On Friday, 18 May 2012 at 07:52:57 UTC, Mehrdad wrote:
On Thursday, 17 May 2012 at 14:02:09 UTC, Steven Schveighoffer
wrote:
2. I realized, buffering input stream of type T is actually an
input range of type T[].
The trouble is, why a slice? Why not an std.array.Array? Why
not some other data source?
(Check/egg problem....)
Another problem I've noticed is the following:
Say you're tokenizing some input range, and it happens to just
be a huge, gigantic string.
It *should* be possible to turn it into tokens with slices
referring to the ORIGINAL string, which is VERY efficient
because it doesn't require *any* heap allocations whatsoever.
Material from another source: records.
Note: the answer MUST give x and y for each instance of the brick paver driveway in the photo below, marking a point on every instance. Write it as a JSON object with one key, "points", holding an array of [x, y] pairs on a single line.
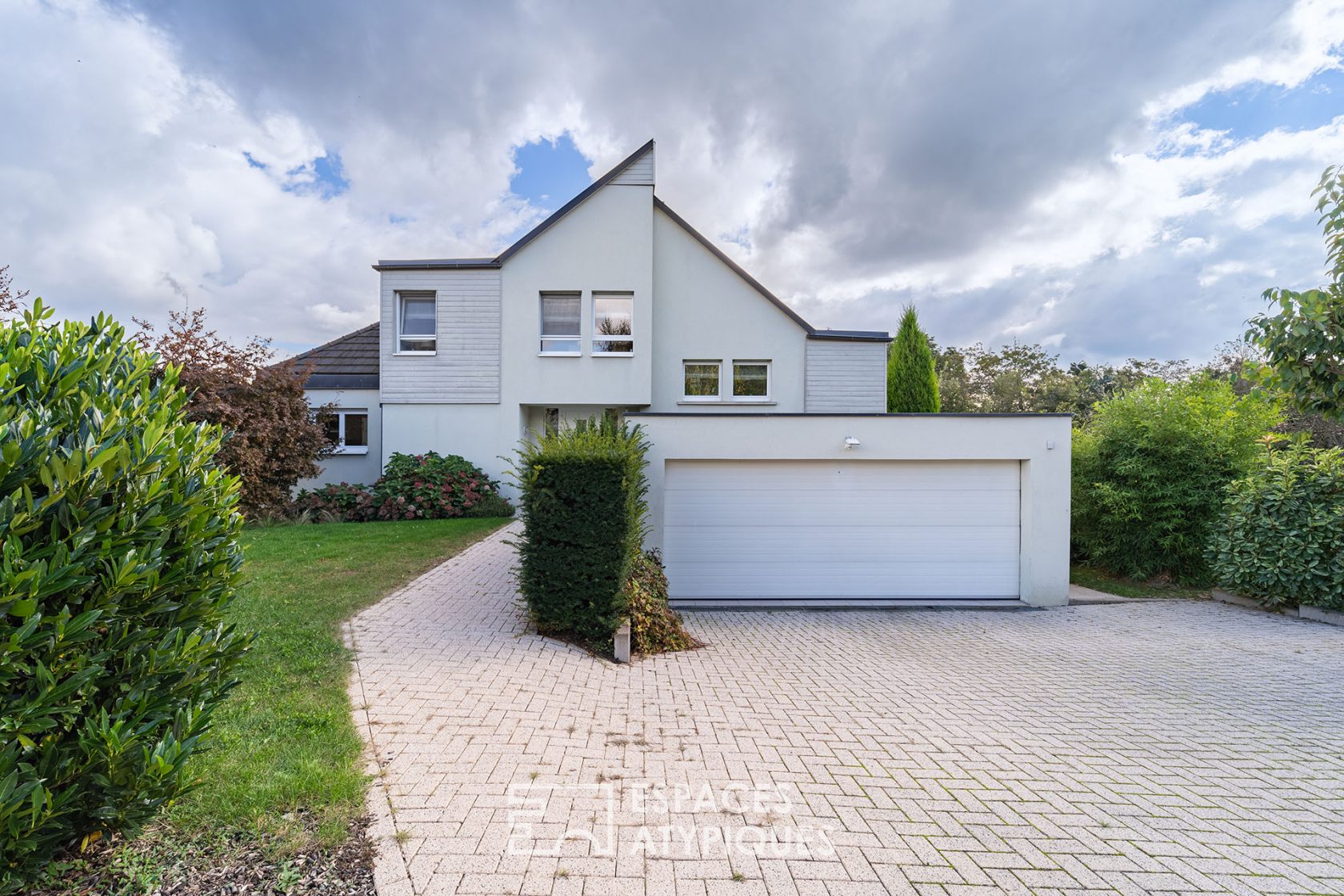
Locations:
{"points": [[1152, 747]]}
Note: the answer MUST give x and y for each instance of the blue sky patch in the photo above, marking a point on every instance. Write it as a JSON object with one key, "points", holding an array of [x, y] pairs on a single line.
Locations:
{"points": [[549, 174], [328, 176], [1250, 110]]}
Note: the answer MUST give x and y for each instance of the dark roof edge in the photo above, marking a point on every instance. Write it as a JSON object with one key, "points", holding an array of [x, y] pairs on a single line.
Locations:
{"points": [[437, 263], [852, 336], [570, 206], [730, 415], [342, 381], [330, 343], [737, 269]]}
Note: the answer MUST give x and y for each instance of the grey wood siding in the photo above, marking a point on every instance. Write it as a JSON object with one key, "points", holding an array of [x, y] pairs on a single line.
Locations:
{"points": [[638, 172], [466, 368], [846, 377]]}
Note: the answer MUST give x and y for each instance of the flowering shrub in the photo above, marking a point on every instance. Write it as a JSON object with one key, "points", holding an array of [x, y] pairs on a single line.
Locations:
{"points": [[413, 486]]}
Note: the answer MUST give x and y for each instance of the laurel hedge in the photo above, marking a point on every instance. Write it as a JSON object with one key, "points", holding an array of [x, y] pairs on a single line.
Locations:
{"points": [[1281, 534], [118, 557], [1150, 472], [582, 508]]}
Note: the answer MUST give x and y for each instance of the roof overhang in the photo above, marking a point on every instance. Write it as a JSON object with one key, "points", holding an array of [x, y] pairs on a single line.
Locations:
{"points": [[851, 336]]}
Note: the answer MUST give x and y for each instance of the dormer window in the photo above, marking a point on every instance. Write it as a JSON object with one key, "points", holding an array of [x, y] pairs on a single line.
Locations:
{"points": [[561, 326], [417, 330], [613, 314]]}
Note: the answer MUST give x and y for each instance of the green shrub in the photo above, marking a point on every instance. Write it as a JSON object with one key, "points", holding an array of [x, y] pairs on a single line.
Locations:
{"points": [[1281, 532], [491, 506], [655, 628], [1150, 472], [583, 502], [118, 557], [413, 486]]}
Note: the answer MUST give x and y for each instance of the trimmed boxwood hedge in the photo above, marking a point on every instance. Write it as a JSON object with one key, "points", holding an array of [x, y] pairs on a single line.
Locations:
{"points": [[118, 555], [582, 508]]}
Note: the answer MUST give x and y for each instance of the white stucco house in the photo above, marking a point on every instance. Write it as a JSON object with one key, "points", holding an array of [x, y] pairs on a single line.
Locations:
{"points": [[776, 476]]}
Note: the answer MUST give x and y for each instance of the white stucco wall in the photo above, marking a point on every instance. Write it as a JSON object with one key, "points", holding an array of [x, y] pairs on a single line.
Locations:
{"points": [[894, 437], [703, 310], [351, 468], [604, 245]]}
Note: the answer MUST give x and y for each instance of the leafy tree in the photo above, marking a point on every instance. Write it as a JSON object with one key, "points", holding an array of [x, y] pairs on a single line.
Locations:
{"points": [[272, 437], [1150, 472], [1304, 342], [911, 382]]}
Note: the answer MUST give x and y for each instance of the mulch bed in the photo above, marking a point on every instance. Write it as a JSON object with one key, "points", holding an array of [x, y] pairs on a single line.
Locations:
{"points": [[159, 866]]}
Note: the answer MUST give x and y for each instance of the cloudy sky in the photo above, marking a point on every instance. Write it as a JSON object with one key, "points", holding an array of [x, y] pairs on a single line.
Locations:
{"points": [[1109, 179]]}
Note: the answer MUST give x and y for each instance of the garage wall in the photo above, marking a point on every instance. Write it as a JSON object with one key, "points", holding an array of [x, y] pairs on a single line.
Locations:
{"points": [[1038, 443]]}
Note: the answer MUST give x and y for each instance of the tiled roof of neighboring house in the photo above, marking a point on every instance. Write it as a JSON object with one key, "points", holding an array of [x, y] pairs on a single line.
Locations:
{"points": [[347, 362]]}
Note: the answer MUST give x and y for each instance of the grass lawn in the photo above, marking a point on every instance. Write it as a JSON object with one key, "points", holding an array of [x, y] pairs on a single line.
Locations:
{"points": [[1100, 581], [284, 738]]}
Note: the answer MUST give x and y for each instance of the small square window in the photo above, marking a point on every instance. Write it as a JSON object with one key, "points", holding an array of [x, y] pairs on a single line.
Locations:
{"points": [[415, 322], [561, 328], [701, 381], [751, 381], [347, 430], [613, 314]]}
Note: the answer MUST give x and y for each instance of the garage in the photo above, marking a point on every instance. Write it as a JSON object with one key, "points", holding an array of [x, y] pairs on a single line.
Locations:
{"points": [[848, 532]]}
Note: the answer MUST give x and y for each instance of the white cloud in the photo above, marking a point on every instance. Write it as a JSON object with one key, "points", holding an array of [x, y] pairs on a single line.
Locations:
{"points": [[1014, 171]]}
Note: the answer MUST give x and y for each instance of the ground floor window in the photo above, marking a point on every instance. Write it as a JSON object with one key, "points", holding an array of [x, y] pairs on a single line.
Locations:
{"points": [[348, 430]]}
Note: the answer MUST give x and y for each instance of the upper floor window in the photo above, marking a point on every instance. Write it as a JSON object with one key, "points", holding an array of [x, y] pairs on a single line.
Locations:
{"points": [[347, 430], [701, 381], [415, 324], [751, 381], [718, 382], [561, 326], [613, 314]]}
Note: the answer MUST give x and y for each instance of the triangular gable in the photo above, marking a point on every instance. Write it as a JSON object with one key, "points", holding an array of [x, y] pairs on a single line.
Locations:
{"points": [[634, 170]]}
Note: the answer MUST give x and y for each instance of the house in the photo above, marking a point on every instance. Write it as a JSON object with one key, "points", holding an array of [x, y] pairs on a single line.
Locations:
{"points": [[776, 476]]}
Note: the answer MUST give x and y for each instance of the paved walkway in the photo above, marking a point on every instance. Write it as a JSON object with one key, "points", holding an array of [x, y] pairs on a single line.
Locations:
{"points": [[1158, 747]]}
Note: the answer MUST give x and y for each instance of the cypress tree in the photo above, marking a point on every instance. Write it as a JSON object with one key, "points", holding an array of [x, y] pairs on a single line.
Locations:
{"points": [[911, 382]]}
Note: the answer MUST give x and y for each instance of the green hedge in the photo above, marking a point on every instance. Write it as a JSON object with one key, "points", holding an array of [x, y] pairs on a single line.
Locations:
{"points": [[118, 555], [582, 508], [1281, 534], [1150, 472]]}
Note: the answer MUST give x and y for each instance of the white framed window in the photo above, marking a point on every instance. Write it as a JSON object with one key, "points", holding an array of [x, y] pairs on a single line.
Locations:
{"points": [[417, 324], [613, 316], [347, 427], [750, 381], [701, 381], [561, 324]]}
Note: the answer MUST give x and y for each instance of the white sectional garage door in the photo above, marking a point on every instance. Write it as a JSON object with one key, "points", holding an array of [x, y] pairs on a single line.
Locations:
{"points": [[840, 534]]}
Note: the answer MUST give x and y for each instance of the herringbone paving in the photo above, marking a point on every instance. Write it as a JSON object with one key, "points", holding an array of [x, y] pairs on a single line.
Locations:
{"points": [[1162, 747]]}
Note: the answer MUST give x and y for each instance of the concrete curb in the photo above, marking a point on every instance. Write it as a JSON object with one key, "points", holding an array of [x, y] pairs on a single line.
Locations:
{"points": [[1312, 614], [1318, 614]]}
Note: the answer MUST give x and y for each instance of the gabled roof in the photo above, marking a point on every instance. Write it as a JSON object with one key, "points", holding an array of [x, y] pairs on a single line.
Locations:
{"points": [[347, 362], [458, 263], [875, 336]]}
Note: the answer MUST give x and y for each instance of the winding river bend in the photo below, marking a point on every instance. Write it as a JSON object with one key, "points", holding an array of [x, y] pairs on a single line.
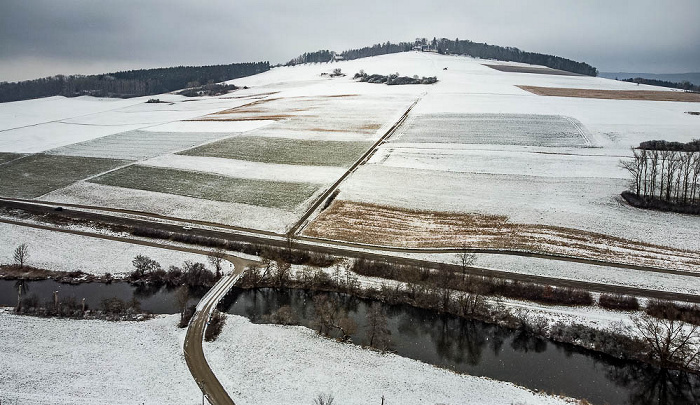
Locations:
{"points": [[461, 345]]}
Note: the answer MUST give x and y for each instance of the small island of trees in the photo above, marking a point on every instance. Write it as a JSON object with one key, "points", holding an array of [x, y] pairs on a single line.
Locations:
{"points": [[665, 176]]}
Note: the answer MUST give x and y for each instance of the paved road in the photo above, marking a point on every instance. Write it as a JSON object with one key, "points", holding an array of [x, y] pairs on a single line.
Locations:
{"points": [[194, 354], [240, 234], [299, 225], [354, 253]]}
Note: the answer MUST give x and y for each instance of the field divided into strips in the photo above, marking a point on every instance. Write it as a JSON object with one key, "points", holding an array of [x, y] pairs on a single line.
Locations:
{"points": [[464, 159], [589, 204], [35, 175], [284, 151], [495, 129], [264, 193], [137, 145], [344, 117], [390, 226], [648, 95]]}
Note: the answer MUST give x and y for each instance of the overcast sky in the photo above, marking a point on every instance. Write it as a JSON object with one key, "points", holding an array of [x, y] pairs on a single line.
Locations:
{"points": [[46, 37]]}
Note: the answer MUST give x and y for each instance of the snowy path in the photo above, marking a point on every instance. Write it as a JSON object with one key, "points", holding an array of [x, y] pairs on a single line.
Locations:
{"points": [[194, 354]]}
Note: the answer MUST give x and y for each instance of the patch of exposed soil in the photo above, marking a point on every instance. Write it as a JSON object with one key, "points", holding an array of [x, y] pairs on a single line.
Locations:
{"points": [[648, 95], [390, 226]]}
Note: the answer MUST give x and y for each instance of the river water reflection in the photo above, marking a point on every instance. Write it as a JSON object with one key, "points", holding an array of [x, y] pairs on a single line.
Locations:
{"points": [[461, 345]]}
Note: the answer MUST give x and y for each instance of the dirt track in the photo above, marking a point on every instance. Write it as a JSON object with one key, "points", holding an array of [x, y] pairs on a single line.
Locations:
{"points": [[194, 353], [353, 251]]}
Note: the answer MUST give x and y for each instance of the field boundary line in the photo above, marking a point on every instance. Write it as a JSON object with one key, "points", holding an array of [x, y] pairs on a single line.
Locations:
{"points": [[299, 225]]}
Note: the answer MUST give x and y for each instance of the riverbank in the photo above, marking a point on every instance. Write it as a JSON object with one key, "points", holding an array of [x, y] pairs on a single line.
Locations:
{"points": [[75, 361]]}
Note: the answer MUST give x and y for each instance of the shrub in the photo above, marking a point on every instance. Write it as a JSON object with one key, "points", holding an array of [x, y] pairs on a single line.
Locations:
{"points": [[673, 311], [214, 326], [619, 302]]}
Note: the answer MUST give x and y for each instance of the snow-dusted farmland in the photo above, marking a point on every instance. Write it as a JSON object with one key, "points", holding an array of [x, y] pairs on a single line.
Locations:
{"points": [[474, 143], [66, 252], [61, 361], [88, 362], [269, 364]]}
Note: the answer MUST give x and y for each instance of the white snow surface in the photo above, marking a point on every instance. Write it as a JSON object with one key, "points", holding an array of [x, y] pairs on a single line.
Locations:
{"points": [[209, 126], [272, 364], [248, 216], [61, 361], [249, 170], [571, 186], [67, 252]]}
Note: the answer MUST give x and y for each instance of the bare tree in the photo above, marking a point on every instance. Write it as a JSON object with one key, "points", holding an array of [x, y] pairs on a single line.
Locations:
{"points": [[377, 332], [21, 254], [283, 274], [216, 258], [330, 317], [144, 265], [22, 288], [466, 259], [183, 297], [324, 399], [669, 341]]}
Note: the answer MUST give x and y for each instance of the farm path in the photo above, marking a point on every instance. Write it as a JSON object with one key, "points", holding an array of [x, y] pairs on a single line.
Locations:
{"points": [[299, 225], [355, 250], [194, 353]]}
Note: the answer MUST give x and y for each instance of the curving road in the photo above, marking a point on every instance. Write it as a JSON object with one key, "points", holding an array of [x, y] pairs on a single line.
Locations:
{"points": [[194, 353]]}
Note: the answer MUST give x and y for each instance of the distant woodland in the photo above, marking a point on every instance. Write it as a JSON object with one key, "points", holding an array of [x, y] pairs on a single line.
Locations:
{"points": [[665, 176], [460, 47], [132, 83], [686, 85]]}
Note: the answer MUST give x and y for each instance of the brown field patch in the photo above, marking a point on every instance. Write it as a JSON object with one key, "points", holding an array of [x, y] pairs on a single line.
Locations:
{"points": [[649, 95], [531, 69], [275, 117], [391, 226]]}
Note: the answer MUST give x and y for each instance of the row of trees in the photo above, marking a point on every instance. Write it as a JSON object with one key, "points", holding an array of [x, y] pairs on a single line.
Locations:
{"points": [[685, 85], [510, 54], [460, 47], [323, 55], [132, 83], [660, 171]]}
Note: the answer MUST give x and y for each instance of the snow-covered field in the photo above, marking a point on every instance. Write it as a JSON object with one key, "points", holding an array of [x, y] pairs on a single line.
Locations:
{"points": [[61, 361], [89, 362], [271, 364], [65, 252], [248, 216], [474, 143]]}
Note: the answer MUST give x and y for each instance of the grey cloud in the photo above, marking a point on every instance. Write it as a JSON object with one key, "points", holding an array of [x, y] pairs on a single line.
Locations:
{"points": [[81, 35]]}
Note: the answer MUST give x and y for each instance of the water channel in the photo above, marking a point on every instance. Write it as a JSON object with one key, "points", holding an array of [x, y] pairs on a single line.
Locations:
{"points": [[461, 345]]}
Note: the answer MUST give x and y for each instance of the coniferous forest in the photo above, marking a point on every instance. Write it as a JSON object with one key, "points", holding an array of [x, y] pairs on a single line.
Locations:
{"points": [[459, 47], [132, 83]]}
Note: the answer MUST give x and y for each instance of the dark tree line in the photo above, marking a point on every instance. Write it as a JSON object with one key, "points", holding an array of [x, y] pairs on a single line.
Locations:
{"points": [[460, 47], [132, 83], [377, 49], [312, 57], [686, 85], [666, 171], [510, 54]]}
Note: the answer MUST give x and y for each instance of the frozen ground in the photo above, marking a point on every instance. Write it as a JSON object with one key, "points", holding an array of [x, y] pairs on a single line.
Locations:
{"points": [[60, 361], [474, 143], [586, 203], [270, 364], [249, 170], [65, 252], [248, 216]]}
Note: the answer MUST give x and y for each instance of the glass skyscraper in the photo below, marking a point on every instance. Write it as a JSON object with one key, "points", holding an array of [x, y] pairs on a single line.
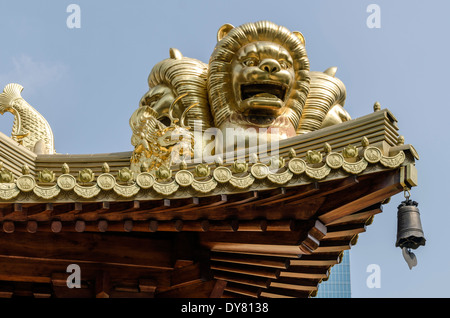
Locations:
{"points": [[338, 284]]}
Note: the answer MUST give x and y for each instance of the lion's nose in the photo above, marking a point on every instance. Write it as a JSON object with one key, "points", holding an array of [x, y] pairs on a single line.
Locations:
{"points": [[270, 66]]}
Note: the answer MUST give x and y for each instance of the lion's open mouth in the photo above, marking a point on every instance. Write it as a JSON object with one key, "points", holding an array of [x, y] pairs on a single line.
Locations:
{"points": [[263, 90]]}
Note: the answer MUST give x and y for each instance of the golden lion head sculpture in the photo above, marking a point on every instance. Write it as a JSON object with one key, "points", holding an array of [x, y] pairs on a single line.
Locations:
{"points": [[258, 77]]}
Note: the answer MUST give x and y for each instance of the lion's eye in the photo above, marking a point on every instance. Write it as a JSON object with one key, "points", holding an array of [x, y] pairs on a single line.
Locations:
{"points": [[250, 62], [285, 64]]}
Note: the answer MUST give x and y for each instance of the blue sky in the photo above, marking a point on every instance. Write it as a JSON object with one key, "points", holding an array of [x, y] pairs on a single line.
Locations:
{"points": [[88, 81]]}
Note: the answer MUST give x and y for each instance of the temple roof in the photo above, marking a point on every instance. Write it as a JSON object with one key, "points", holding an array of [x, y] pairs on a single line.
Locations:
{"points": [[233, 230]]}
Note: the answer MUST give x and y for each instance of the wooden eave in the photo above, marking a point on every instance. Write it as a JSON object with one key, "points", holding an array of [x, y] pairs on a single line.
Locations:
{"points": [[264, 241]]}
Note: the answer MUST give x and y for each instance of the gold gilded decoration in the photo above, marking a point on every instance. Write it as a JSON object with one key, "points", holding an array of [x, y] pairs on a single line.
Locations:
{"points": [[105, 168], [297, 166], [350, 152], [86, 175], [87, 192], [184, 178], [46, 176], [65, 168], [327, 148], [126, 191], [165, 188], [29, 128], [239, 167], [155, 143], [318, 173], [393, 162], [8, 191], [106, 181], [364, 142], [376, 107], [292, 153], [355, 167], [6, 176], [25, 169], [324, 106], [145, 180], [334, 160], [163, 173], [66, 182], [258, 77], [279, 80], [313, 156], [372, 154], [276, 162], [259, 171], [46, 192], [202, 170], [222, 174], [204, 186], [280, 178], [242, 182], [25, 183], [125, 175]]}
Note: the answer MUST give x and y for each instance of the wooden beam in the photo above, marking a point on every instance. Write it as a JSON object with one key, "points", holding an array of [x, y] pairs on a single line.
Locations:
{"points": [[102, 285], [360, 216], [243, 290], [218, 289], [89, 248], [371, 190], [275, 262], [259, 282], [340, 231], [316, 260], [245, 269], [8, 227]]}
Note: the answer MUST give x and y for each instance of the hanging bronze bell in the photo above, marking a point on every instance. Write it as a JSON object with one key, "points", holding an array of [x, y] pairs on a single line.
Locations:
{"points": [[409, 228]]}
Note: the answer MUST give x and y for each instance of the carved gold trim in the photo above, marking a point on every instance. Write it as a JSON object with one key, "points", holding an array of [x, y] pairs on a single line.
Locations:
{"points": [[258, 173], [280, 178], [87, 192], [242, 182], [8, 191], [126, 191], [165, 188], [204, 186], [47, 192]]}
(You just tokenize with opApply() as you go, without every
requiring a heap allocation...)
However, this is *only* possible if you don't use the concept
of an input range!
Since you can't slice an input range, you'd be forced to use
the front() and popFront() properties. But, as soon as you do
that, you're gonna have to store the data somewhere... so your
next-best option is to append it to some new gigantic array
(instead of a bunch of small arrays, which require a lot of
heap allocations), but even then, it's not as efficient as
possible, because there's O(n) extra memory involved -- which
defeats the whole purpose of working on small chunks at a time
with no heap allocations.
(If you're going to do that, after all, you might as well read
the entire thing into a giant string at the beginning, and work
with an array anyway, discarding the whole idea of a range
while doing your tokenization.)
Any ideas on how to solve this problem?
Provide slicing if underlying data source is compatible.
I have the same need in my DCT, and so far I went with a custom
implementation (not on Github yet), but plan to reuse std.io as
soon as it will be more or less stable and usable.